Next, we assessed the physical interactions between the SR/T and 5332 individual mitochondria during postnatal development. Nearly, every mitochondrion across all conditions had at least one contact (membranes within 30 nm) with the SR/T (99.6±0.5, 99.6±0.2, 99.4±0.2, 99.3±0.3, 99.6±0.2, 98.3±1.2% of mitochondria in contact with SR/T, n=300, 570, 1847, 1124, 468, 1023 mitochondria in 3 datasets for P1 gastrocnemius, P1 soleus, P14 gastrocnemius, P14 soleus, P42 glycolytic, and P42 oxidative, respectively). The triadic nature of the interactions between the t-tubules and the sarcoplasmic reticulum (SR) means that most of the t-tubule surface is covered by the SR(Franzini-Armstrong, 1991), and, as a result, the mitochondrial interactions with the SR/T volume detected here are almost exclusively interactions between mitochondria and the SR. At birth, roughly one-sixth of the mitochondrial surface area was in direct contact with the SR/T on average with more than 80% of mitochondria having at least 10% of its surface area in contact with the SR/T (Figure 4f,g, 16.6±2.2 and 17.3±2.3% mitochondrial surface area contact with SR/T, 83.5±7.9 and 84.3±10.7% of mitochondria with >10% surface area contact with SR/T, n=300 and 570 mitochondria in 3 datasets for P1 gastrocnemius and P1 soleus, respectively). By two weeks of age, interactions between mitochondria and the SR/T fell by more than two-fold for mean surface area contact and more than four-fold for percentage of mitochondria with at least 10% surface area in contact and were maintained at this level into maturity for both muscle types (Figure 4f,g, 7.0±1.1, 6.1±0.6, 8.1±0.6, and 6.8±0.4% mitochondrial surface area contact with SR/T, 18.0±6.7, 15.2±1.9, 18.5±1.1, and 17.1±1.8% of mitochondria with >10% surface area contact with SR/T, n=1847, 1124, 468, and 1023 mitochondria in 3 datasets for P14 gastrocnemius, P14 soleus, P42 glycolytic and P42 oxidative, respectively). These data demonstrate the ubiquitous yet dynamic nature of mitochondrial interactions with the SR in muscle cells.

Due to the unique structural characteristics of lipid droplet-connected mitochondria described above (Figure 3), we hypothesized that mitochondria with high SR/T contact areas may have different morphology compared to lower SR/T contacting mitochondria. To investigate potential differences among mitochondria with high and low SR/T contact, we compared the structures of individual mitochondria with more or less than 10% surface area contact with the SR/T (Figure 4gj). No differences in mitochondrial volume were detected between high and low SR/T contact mitochondria (Figure 4h). Mitochondrial SA/V ratio was lower in high SR/T contact mitochondria at P14 in both gastrocnemius and soleus muscles and in P42 oxidative muscles (Figure 4i). Additionally, there were no significant differences in mitochondrion-to-mitochondrion interactions through IMJs between high and low SR/T contact groups (Figure 4j). These data are consistent with the lack of structural differences between high and low SR/T contact mitochondria across postnatal cardiac development (Kim et al., 2022) and suggest SR/T contact level may not be associated with mitochondrial specialization as it is for lipid droplet contacts.
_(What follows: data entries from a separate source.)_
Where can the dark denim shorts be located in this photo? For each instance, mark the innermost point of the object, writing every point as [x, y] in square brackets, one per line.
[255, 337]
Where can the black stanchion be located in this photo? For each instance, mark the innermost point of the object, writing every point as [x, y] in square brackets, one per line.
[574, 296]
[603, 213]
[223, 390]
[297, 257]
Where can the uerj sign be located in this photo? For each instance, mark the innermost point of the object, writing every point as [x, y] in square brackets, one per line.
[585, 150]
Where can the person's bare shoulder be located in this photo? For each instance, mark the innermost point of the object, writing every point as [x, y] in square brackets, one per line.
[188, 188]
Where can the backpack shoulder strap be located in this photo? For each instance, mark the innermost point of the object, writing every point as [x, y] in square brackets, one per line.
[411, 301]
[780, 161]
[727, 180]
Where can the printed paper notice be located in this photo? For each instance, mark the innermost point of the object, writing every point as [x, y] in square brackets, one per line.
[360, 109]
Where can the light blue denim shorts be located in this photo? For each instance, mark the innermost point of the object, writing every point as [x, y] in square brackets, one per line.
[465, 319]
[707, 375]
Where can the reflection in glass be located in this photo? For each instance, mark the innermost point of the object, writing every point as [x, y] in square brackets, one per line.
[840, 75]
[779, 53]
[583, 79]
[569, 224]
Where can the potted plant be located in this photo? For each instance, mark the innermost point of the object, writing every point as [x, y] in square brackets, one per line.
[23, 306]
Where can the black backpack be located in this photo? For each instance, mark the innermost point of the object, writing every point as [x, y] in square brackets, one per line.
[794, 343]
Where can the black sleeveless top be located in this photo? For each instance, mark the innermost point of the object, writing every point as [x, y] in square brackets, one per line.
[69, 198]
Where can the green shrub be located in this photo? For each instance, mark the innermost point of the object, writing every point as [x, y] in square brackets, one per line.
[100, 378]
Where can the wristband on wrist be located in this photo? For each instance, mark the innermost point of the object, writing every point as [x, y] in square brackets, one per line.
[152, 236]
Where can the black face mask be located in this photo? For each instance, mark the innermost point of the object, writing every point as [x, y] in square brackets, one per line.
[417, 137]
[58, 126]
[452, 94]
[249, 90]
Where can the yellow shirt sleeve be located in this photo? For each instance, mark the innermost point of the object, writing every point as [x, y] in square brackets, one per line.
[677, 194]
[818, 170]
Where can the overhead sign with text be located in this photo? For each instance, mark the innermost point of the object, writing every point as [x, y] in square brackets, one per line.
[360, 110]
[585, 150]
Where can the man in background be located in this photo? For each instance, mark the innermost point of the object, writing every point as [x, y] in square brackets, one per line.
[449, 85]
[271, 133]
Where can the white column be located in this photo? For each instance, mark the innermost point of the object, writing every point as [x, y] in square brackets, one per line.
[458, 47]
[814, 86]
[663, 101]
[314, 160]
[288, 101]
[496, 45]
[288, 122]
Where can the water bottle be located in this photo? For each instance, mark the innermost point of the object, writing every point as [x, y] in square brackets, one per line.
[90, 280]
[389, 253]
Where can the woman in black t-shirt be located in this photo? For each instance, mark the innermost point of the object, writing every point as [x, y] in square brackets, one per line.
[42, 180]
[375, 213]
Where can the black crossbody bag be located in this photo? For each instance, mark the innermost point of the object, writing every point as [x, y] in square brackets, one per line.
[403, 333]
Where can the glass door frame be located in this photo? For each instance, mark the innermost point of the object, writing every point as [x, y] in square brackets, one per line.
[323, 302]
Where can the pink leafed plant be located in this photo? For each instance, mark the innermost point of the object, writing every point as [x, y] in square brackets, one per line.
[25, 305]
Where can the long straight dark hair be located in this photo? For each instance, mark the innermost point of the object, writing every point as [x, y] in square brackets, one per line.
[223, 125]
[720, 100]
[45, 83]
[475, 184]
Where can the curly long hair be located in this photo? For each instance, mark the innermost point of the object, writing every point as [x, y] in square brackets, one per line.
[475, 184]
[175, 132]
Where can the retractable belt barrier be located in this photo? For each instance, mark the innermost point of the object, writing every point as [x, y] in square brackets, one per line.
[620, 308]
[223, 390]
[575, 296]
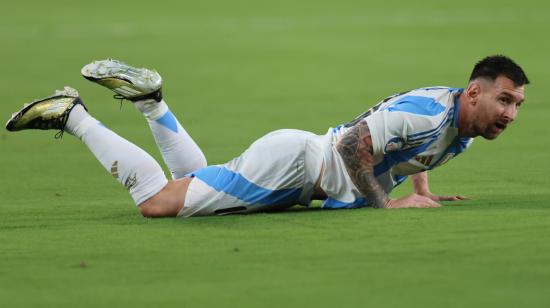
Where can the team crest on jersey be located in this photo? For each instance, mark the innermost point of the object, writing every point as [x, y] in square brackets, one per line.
[394, 144]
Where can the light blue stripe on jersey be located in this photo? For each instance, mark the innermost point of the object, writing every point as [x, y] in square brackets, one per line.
[431, 132]
[234, 184]
[330, 203]
[421, 105]
[393, 158]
Mitochondria-organelle interactions are associated with cellular assembly during postnatal development

To evaluate the integrated role of mitochondrial interactions during postnatal muscle development, we assessed how the total mitochondrial outer membrane surface area in close proximity (30 nm) to other structures changed across time points in both muscle types (Figure 5). At birth, nearly one-quarter of mitochondrial surface area was in direct contact with adjacent organelles and one-tenth of mitochondrial surface area was associated with adjacent sarcomeres in both muscle types (Figure 5a,b,i, 24.6±2.9 and 23.7±1.7% surface area organelle contact per mitochondrion, 10.2±1.1 and 9.1±3.0% surface area associated with sarcomere per mitochondrion, n = 3 datasets each for P1 soleus and P1 gastrocnemius, respectively). However, by P14, membrane contact site abundance had dropped by nearly half and remained at that level throughout development (Figure 4ci, 13.0±0.7, 11.9±1.3, 9.6±1.1, and 11.9±1.0% surface area contact per mitochondrion, n = 3 datasets each for P14 soleus, P14 gastrocnemius, P42 oxidative, and P42 glycolytic, respectively). Conversely, mitochondrial outer membrane associations with the sarcomere rose throughout development reaching the highest levels in mature muscles (Figure 4ci, 26.8±3.8, 22.4±2.6, 35.0±8.3, and 28.0±5.4% surface area associated with sarcomere per mitochondrion, n = 3 datasets each for P14 soleus, P14 gastrocnemius, P42 oxidative, and P42 glycolytic, respectively). These data demonstrate the developmental dynamics of mitochondrial interactions where more frequent contacts with other organelles occur early in development followed by a transition to more direct associations with the contractile apparatus in mature muscles.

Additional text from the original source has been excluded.